Now my interest lies in line <12>. From my understanding that instruction is telling the computer to take the first 28 bits of the segment register %fs and place it into %rax my accumulator. What bothers me is that before and after this line is executed, I read the register %fs via p/x $fs which shows a value of zero ( even throughout the program ) and thus %rax must be zero. However %rax does not show zero after the instruction has been executed. In fact what does result is a random number. This random number is then placed 8 bytes before %rbp (since it is little endian) and then checked again in case there is a buffer over flow that has overwritten that space.
我想知道的是什么 MOV%FS:0x28,RAX%真正要做的事。有我的理解是正确的?为什么我阅读%FS零在 P / X $ FS时?如何读取正确的价值?
What I would like to know is what mov %fs:0x28,%rax is really doing. Have I understood it right? Why am I reading zero for %fs when in p/x $fs and how do I read the correct value?
推荐答案
在x86_64的,分段寻址不再使用,但无论是 FS 和 GS 寄存器可以访问特殊的操作系统数据结构被用作碱指针地址。所以你看到的是一个在从保存的值偏移加载值 FS 注册,而内容不位操作的 FS 寄存器。
On x86_64, segmented addressing is no longer used, but the both the FS and GS registers can be used as base-pointer addresses in order to access special operating system data-structures. So what you're seeing is a value loaded at an offset from the value held in the FS register, and not bit manipulation of the contents of the FS register.
具体是怎么发生的,就是 FS:0x28 在Linux上存储一个特殊的定点堆栈后卫值,code正在执行堆栈后卫检查。

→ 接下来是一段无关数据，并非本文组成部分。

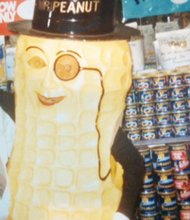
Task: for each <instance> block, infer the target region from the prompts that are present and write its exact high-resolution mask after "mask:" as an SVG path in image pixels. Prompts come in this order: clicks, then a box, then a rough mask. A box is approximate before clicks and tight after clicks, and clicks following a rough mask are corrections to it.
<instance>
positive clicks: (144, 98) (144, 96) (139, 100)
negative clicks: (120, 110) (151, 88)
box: [137, 90, 154, 103]
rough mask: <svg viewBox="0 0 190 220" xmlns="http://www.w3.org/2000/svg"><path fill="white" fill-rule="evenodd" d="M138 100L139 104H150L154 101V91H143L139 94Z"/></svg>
mask: <svg viewBox="0 0 190 220" xmlns="http://www.w3.org/2000/svg"><path fill="white" fill-rule="evenodd" d="M137 99H138V102H139V103H148V102H153V101H154V91H153V90H143V91H138V92H137Z"/></svg>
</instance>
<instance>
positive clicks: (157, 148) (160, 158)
mask: <svg viewBox="0 0 190 220" xmlns="http://www.w3.org/2000/svg"><path fill="white" fill-rule="evenodd" d="M150 152H151V158H152V163H153V168H154V170H155V171H156V172H159V171H162V172H166V171H170V170H171V169H172V162H171V158H170V151H169V147H168V146H166V145H155V146H152V147H151V149H150Z"/></svg>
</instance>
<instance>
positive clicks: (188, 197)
mask: <svg viewBox="0 0 190 220" xmlns="http://www.w3.org/2000/svg"><path fill="white" fill-rule="evenodd" d="M174 185H175V188H176V192H177V199H178V202H180V203H184V202H186V203H187V202H188V203H190V171H182V172H178V173H174Z"/></svg>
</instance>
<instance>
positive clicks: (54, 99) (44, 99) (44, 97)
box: [37, 94, 64, 106]
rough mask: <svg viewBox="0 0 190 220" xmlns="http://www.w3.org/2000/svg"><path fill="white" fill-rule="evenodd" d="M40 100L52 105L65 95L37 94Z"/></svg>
mask: <svg viewBox="0 0 190 220" xmlns="http://www.w3.org/2000/svg"><path fill="white" fill-rule="evenodd" d="M37 96H38V99H39V101H40V102H41V103H42V104H43V105H46V106H51V105H54V104H57V103H59V102H61V101H62V100H63V99H64V96H59V97H45V96H43V95H40V94H37Z"/></svg>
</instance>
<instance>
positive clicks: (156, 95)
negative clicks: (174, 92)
mask: <svg viewBox="0 0 190 220" xmlns="http://www.w3.org/2000/svg"><path fill="white" fill-rule="evenodd" d="M168 99H170V93H169V89H168V88H167V87H165V88H160V89H156V90H155V101H156V102H160V101H166V100H168Z"/></svg>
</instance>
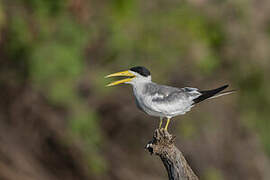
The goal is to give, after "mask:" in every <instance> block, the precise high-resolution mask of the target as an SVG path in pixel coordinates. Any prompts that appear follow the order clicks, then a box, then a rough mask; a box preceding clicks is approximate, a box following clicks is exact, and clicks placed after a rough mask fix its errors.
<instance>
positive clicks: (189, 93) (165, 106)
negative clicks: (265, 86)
mask: <svg viewBox="0 0 270 180" xmlns="http://www.w3.org/2000/svg"><path fill="white" fill-rule="evenodd" d="M114 76H125V77H128V78H126V79H122V80H119V81H115V82H113V83H110V84H108V85H107V86H114V85H117V84H121V83H125V84H131V85H132V87H133V93H134V96H135V100H136V104H137V106H138V108H139V109H140V110H142V111H144V112H146V113H147V114H149V115H150V116H156V117H160V123H159V128H161V127H162V120H163V118H167V123H166V125H165V130H167V128H168V125H169V123H170V119H171V118H172V117H175V116H178V115H182V114H185V113H186V112H188V111H190V109H191V108H192V107H193V106H194V105H195V104H197V103H199V102H201V101H203V100H206V99H211V98H215V97H219V96H223V95H227V94H230V93H232V92H233V91H227V92H221V91H223V90H224V89H226V88H227V87H228V85H224V86H221V87H219V88H216V89H212V90H206V91H201V90H199V89H197V88H191V87H184V88H176V87H171V86H166V85H160V84H157V83H154V82H152V79H151V75H150V71H149V70H148V69H146V68H145V67H142V66H136V67H133V68H131V69H129V70H127V71H122V72H118V73H113V74H110V75H108V76H106V78H108V77H114Z"/></svg>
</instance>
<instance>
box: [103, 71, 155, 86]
mask: <svg viewBox="0 0 270 180" xmlns="http://www.w3.org/2000/svg"><path fill="white" fill-rule="evenodd" d="M116 76H124V77H128V78H126V79H122V80H118V81H115V82H112V83H110V84H108V85H107V86H115V85H118V84H122V83H125V84H137V83H142V82H151V76H150V75H148V76H143V75H141V74H139V73H137V72H134V71H132V70H127V71H121V72H118V73H113V74H110V75H108V76H105V78H108V77H116Z"/></svg>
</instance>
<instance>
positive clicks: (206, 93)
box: [193, 84, 229, 104]
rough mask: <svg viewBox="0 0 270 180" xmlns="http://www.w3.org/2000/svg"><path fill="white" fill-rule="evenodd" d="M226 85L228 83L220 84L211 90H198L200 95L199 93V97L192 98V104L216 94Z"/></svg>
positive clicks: (196, 102) (212, 95)
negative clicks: (222, 85)
mask: <svg viewBox="0 0 270 180" xmlns="http://www.w3.org/2000/svg"><path fill="white" fill-rule="evenodd" d="M227 87H229V85H228V84H226V85H224V86H221V87H219V88H216V89H212V90H207V91H199V92H200V93H201V94H202V95H200V96H199V97H197V98H196V99H193V102H194V103H193V104H197V103H199V102H202V101H203V100H205V99H208V98H210V97H212V96H214V95H216V94H217V93H219V92H221V91H223V90H224V89H226V88H227Z"/></svg>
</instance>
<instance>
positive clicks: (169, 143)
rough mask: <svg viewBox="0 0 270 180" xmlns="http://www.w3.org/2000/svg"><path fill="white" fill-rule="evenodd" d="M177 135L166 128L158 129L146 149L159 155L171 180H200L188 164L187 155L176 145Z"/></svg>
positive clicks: (146, 145)
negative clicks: (193, 171) (181, 151)
mask: <svg viewBox="0 0 270 180" xmlns="http://www.w3.org/2000/svg"><path fill="white" fill-rule="evenodd" d="M174 139H175V137H174V136H172V135H171V134H169V133H168V131H166V130H164V129H156V130H155V132H154V136H153V139H152V140H151V141H150V142H149V143H148V144H147V145H146V147H145V148H146V149H147V150H148V151H149V152H150V153H151V154H155V155H158V156H159V157H160V158H161V160H162V162H163V164H164V166H165V168H166V170H167V173H168V176H169V180H199V179H198V177H197V176H196V175H195V174H194V172H193V171H192V169H191V168H190V166H189V165H188V163H187V161H186V159H185V157H184V156H183V154H182V153H181V151H179V150H178V149H177V147H176V146H175V145H174Z"/></svg>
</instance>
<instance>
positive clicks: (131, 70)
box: [130, 66, 150, 77]
mask: <svg viewBox="0 0 270 180" xmlns="http://www.w3.org/2000/svg"><path fill="white" fill-rule="evenodd" d="M130 70H131V71H133V72H136V73H139V74H140V75H142V76H145V77H147V76H150V71H149V70H148V69H146V68H145V67H143V66H136V67H133V68H131V69H130Z"/></svg>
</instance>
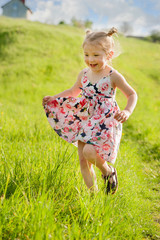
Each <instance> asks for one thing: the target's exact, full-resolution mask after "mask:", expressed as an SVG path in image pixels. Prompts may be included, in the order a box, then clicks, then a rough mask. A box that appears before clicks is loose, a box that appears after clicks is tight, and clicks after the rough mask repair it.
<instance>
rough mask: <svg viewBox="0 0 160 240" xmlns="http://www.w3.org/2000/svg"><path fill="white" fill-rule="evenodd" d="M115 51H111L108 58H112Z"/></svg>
mask: <svg viewBox="0 0 160 240" xmlns="http://www.w3.org/2000/svg"><path fill="white" fill-rule="evenodd" d="M113 54H114V52H113V51H110V52H109V53H108V55H107V60H109V59H111V58H112V57H113Z"/></svg>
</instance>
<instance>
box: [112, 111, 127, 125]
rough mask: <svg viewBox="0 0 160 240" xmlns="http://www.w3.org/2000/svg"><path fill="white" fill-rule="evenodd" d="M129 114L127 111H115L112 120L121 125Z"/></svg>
mask: <svg viewBox="0 0 160 240" xmlns="http://www.w3.org/2000/svg"><path fill="white" fill-rule="evenodd" d="M130 115H131V113H130V112H129V111H128V110H123V111H117V112H116V114H115V115H114V118H115V119H116V120H117V121H118V122H121V123H124V122H125V121H126V120H127V119H128V118H129V116H130Z"/></svg>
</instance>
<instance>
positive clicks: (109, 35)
mask: <svg viewBox="0 0 160 240" xmlns="http://www.w3.org/2000/svg"><path fill="white" fill-rule="evenodd" d="M117 32H118V30H117V29H116V28H115V27H112V28H111V29H110V30H109V32H108V33H107V36H109V37H111V36H112V35H113V34H114V33H117Z"/></svg>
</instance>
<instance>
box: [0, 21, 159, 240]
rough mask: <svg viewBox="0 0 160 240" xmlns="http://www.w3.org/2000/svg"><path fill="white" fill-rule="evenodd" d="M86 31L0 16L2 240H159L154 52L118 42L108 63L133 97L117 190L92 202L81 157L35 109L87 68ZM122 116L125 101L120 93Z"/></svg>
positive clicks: (139, 45)
mask: <svg viewBox="0 0 160 240" xmlns="http://www.w3.org/2000/svg"><path fill="white" fill-rule="evenodd" d="M83 37H84V32H83V31H82V30H80V29H77V28H74V27H70V26H65V25H60V26H49V25H45V24H40V23H36V22H35V23H32V22H27V21H24V20H13V19H9V18H3V17H0V62H1V66H0V198H1V201H0V236H1V239H7V240H8V239H21V240H22V239H36V240H40V239H56V240H61V239H70V240H72V239H74V240H75V239H76V240H77V239H85V240H90V239H94V240H97V239H105V240H109V239H110V240H113V239H118V240H120V239H122V240H124V239H126V240H128V239H137V240H140V239H152V240H153V239H160V233H159V231H160V227H159V226H160V216H159V210H160V203H159V198H160V192H159V183H160V179H159V169H160V168H159V159H160V138H159V130H160V127H159V119H160V111H159V108H160V98H159V92H160V68H159V66H160V56H159V52H160V45H159V44H153V43H149V42H146V41H143V40H137V39H131V38H124V37H120V38H119V41H120V44H121V46H122V54H121V55H120V56H119V57H118V58H117V59H115V60H114V61H113V67H114V68H116V69H117V70H119V71H120V72H121V73H122V74H123V75H124V76H125V78H126V79H127V81H128V82H129V83H130V84H131V86H133V88H134V89H135V90H136V91H137V93H138V97H139V99H138V104H137V107H136V109H135V111H134V113H133V114H132V116H131V117H130V119H129V120H128V121H127V122H126V123H124V124H123V136H122V141H121V146H120V151H119V154H118V158H117V161H116V164H115V167H116V169H117V171H118V179H119V190H118V192H117V193H116V194H115V195H114V196H106V195H105V194H104V191H103V182H102V180H101V173H100V172H99V171H98V170H97V169H95V170H96V173H97V179H98V185H99V189H100V191H99V192H98V193H97V194H96V195H95V196H90V195H89V193H88V191H87V189H86V186H85V184H84V182H83V179H82V176H81V173H80V166H79V160H78V154H77V149H76V148H75V147H74V146H72V145H71V144H68V143H66V142H64V141H63V140H61V139H59V137H58V136H57V135H56V134H55V133H54V132H53V130H52V129H51V127H50V126H49V124H48V122H47V119H46V117H45V114H44V111H43V108H42V106H41V102H42V98H43V97H44V96H45V95H54V94H56V93H58V92H61V91H63V90H65V89H67V88H69V87H71V86H72V85H73V83H74V82H75V80H76V77H77V75H78V73H79V71H80V70H81V69H82V68H84V67H85V65H84V62H83V53H82V48H81V44H82V41H83ZM117 102H118V104H119V106H120V107H121V108H123V107H124V106H125V104H126V99H125V97H124V96H123V95H122V94H121V93H120V92H119V91H117Z"/></svg>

例如,如果你在你的code看得更远,你会看到,在值 FS:0x28 被存储在堆栈上,然后的内容一叠召回和 XOR 与在原值进行FS:0x28 。如果这两个值相等,这意味着零位已定,因为 XOR ING两个零值相同的值的结果,那么我们就跳到在测试常规,否则我们跳转到一个特殊功能,表明堆栈在某种程度上破坏,并存储在堆栈上的标记值发生了变化。
Specifically what's taking place, is that FS:0x28 on Linux is storing a special sentinel stack-guard value, and the code is performing a stack-guard check. For instance, if you look further in your code, you'll see that the value at FS:0x28 is stored on the stack, and then the contents of the stack are recalled and an XOR is performed with the original value at FS:0x28. If the two values are equal, which means that the zero-bit has been set because XOR'ing two of the same values results in a zero-value, then we jump to the test routine, otherwise we jump to a special function that indicates that the stack was somehow corrupted, and the sentinel value stored on the stack was changed.
这篇关于为什么这个内存地址有一个随机值?的文章就介绍到这了,希望我们推荐的答案对大家有所帮助,也希望大家多多支持IT屋!